Paylaş
Pastane lezzetlerinin ötesine geçmeli, yeni yetme kaçamaklarından ibaret sanılmamalıdır.
Çünkü özünde“kent belleği, tesadüfî müzelerin mesai saati paylaşımlarından ve “Bizim çocukluğumuzda” tekerlemesinin sıradanlığından fazla bir şeydir.
“Eski amca ve teyzelerin isimlerini duraksamadan söyleyebilmek” değil, tedavüle son 10 senede girmiş kavramların kurnaz farkındalığı arkasına saklanıp, ucuzundan “zeytin havarisi” kesilmek değildir.
Kent ve yakın çevresinin pazarlanan hüznü yeterince pirim yapmazsa, oradan hemen “siyah-beyaz yazlık anıları”na zıplamak kolaycılığı da değildir.
Şarkının “Karantinalı Despina” kısmında alkış tutmak, oraya buraya şunun bunun adını verince kendini iş yaptı sanmak değildir.
Kent belleği eski yalı fotoğraflarını sosyal medyada paylaşıp iç geçirmek hiç değildir!
Sizin hatırlayabildikleriniz ve hatırlayabildikleriniz arasından da anlamlandırıp cümleye dökebildikleriniz yetmez!
Kent belleği o kente sorduğunuz sorulara, kentin verdiği yanıtlardan oluşur.
“Sen neler hatırlayabiliyorsun?” sorusunun yanıtı değil, “O kent neler hatırlayabiliyor?” sorusunun karşılığıdır önemli olan.
Bir kaldırım taşının 92 yıl önce gördükleri, bir demli çınarın gölgesinde hâlâ taze bekleyen heyecan, bir martı çığlığına saklanmış umut, bir dalga sesinde yankılanmış isyan, ortak paydaya gizlenmiş huzur ile birleşir ve kent, kültürel çıktıların atan nabzını işte o zaman hep birlikte tutar.

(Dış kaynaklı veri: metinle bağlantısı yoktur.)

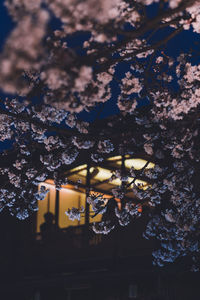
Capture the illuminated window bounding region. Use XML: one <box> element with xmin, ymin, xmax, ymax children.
<box><xmin>37</xmin><ymin>156</ymin><xmax>154</xmax><ymax>232</ymax></box>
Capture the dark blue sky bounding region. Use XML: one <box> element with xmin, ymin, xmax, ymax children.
<box><xmin>0</xmin><ymin>0</ymin><xmax>200</xmax><ymax>149</ymax></box>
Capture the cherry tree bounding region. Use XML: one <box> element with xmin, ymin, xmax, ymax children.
<box><xmin>0</xmin><ymin>0</ymin><xmax>200</xmax><ymax>269</ymax></box>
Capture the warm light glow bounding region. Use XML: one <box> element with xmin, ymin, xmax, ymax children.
<box><xmin>37</xmin><ymin>156</ymin><xmax>155</xmax><ymax>232</ymax></box>
<box><xmin>117</xmin><ymin>158</ymin><xmax>155</xmax><ymax>170</ymax></box>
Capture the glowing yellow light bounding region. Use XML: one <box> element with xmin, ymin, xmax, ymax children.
<box><xmin>117</xmin><ymin>158</ymin><xmax>155</xmax><ymax>170</ymax></box>
<box><xmin>108</xmin><ymin>156</ymin><xmax>122</xmax><ymax>160</ymax></box>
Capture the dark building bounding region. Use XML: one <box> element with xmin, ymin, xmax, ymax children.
<box><xmin>0</xmin><ymin>156</ymin><xmax>200</xmax><ymax>300</ymax></box>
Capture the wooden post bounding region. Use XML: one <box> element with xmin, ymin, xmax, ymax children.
<box><xmin>85</xmin><ymin>163</ymin><xmax>90</xmax><ymax>247</ymax></box>
<box><xmin>55</xmin><ymin>190</ymin><xmax>59</xmax><ymax>226</ymax></box>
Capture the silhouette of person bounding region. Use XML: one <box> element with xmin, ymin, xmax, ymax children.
<box><xmin>40</xmin><ymin>212</ymin><xmax>59</xmax><ymax>241</ymax></box>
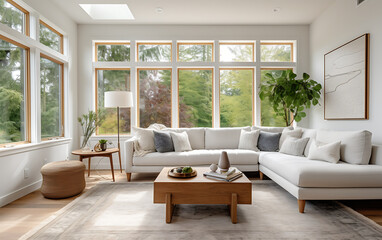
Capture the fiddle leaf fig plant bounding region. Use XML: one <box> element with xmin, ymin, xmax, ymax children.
<box><xmin>259</xmin><ymin>70</ymin><xmax>322</xmax><ymax>126</ymax></box>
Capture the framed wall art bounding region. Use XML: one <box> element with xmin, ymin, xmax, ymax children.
<box><xmin>324</xmin><ymin>34</ymin><xmax>370</xmax><ymax>120</ymax></box>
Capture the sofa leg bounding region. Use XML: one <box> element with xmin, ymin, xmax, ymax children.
<box><xmin>259</xmin><ymin>171</ymin><xmax>264</xmax><ymax>180</ymax></box>
<box><xmin>297</xmin><ymin>199</ymin><xmax>305</xmax><ymax>213</ymax></box>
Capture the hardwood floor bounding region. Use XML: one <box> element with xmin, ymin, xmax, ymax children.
<box><xmin>0</xmin><ymin>170</ymin><xmax>382</xmax><ymax>240</ymax></box>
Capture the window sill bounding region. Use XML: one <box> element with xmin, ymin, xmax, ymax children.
<box><xmin>0</xmin><ymin>138</ymin><xmax>72</xmax><ymax>157</ymax></box>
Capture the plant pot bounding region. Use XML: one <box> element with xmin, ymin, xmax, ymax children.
<box><xmin>100</xmin><ymin>143</ymin><xmax>107</xmax><ymax>151</ymax></box>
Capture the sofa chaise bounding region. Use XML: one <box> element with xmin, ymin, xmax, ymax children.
<box><xmin>124</xmin><ymin>126</ymin><xmax>382</xmax><ymax>213</ymax></box>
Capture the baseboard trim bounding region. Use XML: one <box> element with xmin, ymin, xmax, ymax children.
<box><xmin>0</xmin><ymin>180</ymin><xmax>42</xmax><ymax>207</ymax></box>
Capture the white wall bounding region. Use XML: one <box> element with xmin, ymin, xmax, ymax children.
<box><xmin>0</xmin><ymin>0</ymin><xmax>79</xmax><ymax>206</ymax></box>
<box><xmin>309</xmin><ymin>0</ymin><xmax>382</xmax><ymax>144</ymax></box>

Bu kolay yapılabilen, hattâ kolay tarif edilebilen bir şey değildir.
Ama uydurmaya da gelmez!
Göztepe’nin getirdiği onurlu esintiyi arkanıza alın ve sorun İzmir’e, yanıtı İzmirliyi asıl mahcup edecek soruyu; “92 yaşında kaç markan var İzmir?”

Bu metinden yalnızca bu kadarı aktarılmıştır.